I'll be there forever and a day – Always.
I'll be there till the stars don't shine
Till the heavens burst.
 
 
 
“Se vuoi rimanere solo ti capisco..” sussurrò Derek respirando vicino l’orecchio di Stiles. “Se hai bisogno di me sai come chiamarmi, sarò da te in un baleno.” Disse infine raddrizzandosi.
 
“Non andare via” mormorò Stiles alzando lo sguardo spaventato e puntando i suoi occhi in quelli verde prato di Derek. “Ho bisogno di te, hai promesso che non mi avresti più lasciato solo. Entra furtivamente dalla finestra, ormai abbiamo imparato che ne sei più che capace” sorrise leggermente il ragazzo, ancora visibilmente provato.

“Certo, aspettami lì allora” borbottò il moro. Salutò tutti con un cenno mentre con la coda dell’occhio guardava Stiles che lentamente saliva le scale. Derek chiuse la porta alle sue spalle e furtivamente si arrampicò sull’albero che c’era vicino la finestra del castano. Con un balzo riuscì ad entrare; con lo sguardo cercò Stiles e lo trovò seduto sul letto, ricurvo e con le mani giunte. Derek si avvicinò velocemente e si inginocchiò davanti al ragazzo, temendo che avesse avuto un crollo e che si fosse male.

“Sto bene” sussurrò Stiles subito dopo, posando la sua mano sulla testa del moro e intrecciando le dita ai suoi capelli in una carezza.

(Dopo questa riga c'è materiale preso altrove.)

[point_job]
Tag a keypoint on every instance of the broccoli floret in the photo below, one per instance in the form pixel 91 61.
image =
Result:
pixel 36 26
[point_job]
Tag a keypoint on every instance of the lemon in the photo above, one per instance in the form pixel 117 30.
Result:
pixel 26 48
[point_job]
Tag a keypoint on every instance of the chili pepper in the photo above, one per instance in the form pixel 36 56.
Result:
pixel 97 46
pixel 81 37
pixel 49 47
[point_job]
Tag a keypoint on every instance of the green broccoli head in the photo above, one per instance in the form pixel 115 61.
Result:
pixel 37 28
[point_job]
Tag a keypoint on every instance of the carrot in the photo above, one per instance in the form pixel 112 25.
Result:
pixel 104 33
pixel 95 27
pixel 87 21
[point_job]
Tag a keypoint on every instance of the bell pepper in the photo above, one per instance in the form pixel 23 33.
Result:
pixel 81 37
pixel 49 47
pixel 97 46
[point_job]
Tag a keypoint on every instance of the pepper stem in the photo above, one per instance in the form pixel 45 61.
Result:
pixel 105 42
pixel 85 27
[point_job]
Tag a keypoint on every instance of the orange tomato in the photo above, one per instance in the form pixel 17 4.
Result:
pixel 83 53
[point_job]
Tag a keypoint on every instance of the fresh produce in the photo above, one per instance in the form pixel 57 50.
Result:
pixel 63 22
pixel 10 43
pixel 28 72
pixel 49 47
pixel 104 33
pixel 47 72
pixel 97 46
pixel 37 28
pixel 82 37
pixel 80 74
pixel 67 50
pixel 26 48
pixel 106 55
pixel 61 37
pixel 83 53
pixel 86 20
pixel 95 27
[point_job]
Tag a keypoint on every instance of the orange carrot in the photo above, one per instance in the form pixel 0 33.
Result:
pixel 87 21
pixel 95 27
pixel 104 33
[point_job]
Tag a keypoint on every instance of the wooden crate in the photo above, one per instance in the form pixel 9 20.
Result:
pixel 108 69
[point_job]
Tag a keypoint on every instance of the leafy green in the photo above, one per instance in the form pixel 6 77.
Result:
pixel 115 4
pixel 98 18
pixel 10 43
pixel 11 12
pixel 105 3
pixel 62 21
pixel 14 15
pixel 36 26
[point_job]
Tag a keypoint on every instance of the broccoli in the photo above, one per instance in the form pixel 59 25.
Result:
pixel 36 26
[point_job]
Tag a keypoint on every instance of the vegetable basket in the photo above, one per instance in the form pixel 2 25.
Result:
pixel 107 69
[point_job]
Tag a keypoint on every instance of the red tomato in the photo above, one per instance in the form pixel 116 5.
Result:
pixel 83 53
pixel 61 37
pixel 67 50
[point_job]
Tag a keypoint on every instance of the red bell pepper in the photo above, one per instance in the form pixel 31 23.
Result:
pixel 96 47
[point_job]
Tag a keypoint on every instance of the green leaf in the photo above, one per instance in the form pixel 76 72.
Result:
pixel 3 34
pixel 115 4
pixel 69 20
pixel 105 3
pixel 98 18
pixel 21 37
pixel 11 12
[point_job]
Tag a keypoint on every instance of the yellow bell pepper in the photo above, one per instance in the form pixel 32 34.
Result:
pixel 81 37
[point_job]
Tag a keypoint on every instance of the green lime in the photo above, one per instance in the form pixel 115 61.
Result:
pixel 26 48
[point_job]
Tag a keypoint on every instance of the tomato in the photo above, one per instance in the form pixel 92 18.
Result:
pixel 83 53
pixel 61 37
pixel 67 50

Derek chiuse gli occhi, beandosi del contatto; sapeva che non c’era niente che andasse bene ma non aveva voglia di costringere Stiles a parlargli; certo, nell’ultimo periodo aveva perso quella scintilla di vitalità e il ragazzino logorroico era diventato taciturno e riflessivo quindi si era abituato a tenere tutto dentro, nascondendo ciò che lo affliggeva.

“Lo so che non stai bene, ti conosco troppo bene per non notarlo ormai, ma non ho voglia di forzarti.” Sussurrò il moro prendendo delicatamente la mano che aveva tra i capelli e baciandone il palmo in un gesto pieno di devozione.
“E’ stata una giornata faticosa, riposati un po’, noi ci vediamo più tardi” concluse cercando gli occhi dell’altro. Stiles sentì lo stomaco contrarsi emozionato e incredulo di avere Derek così vicino; liberò la mano dalla presa ferrea ma gentile del suo ragazzo e la portò sulla guancia dove il contatto con la barba gli solleticò appena le dita. Sospirò pesantemente e alzò lo sguardo da terra.

“Dio, non so cosa farei senza di te.” Borbottò il castano, mettendo su il broncio.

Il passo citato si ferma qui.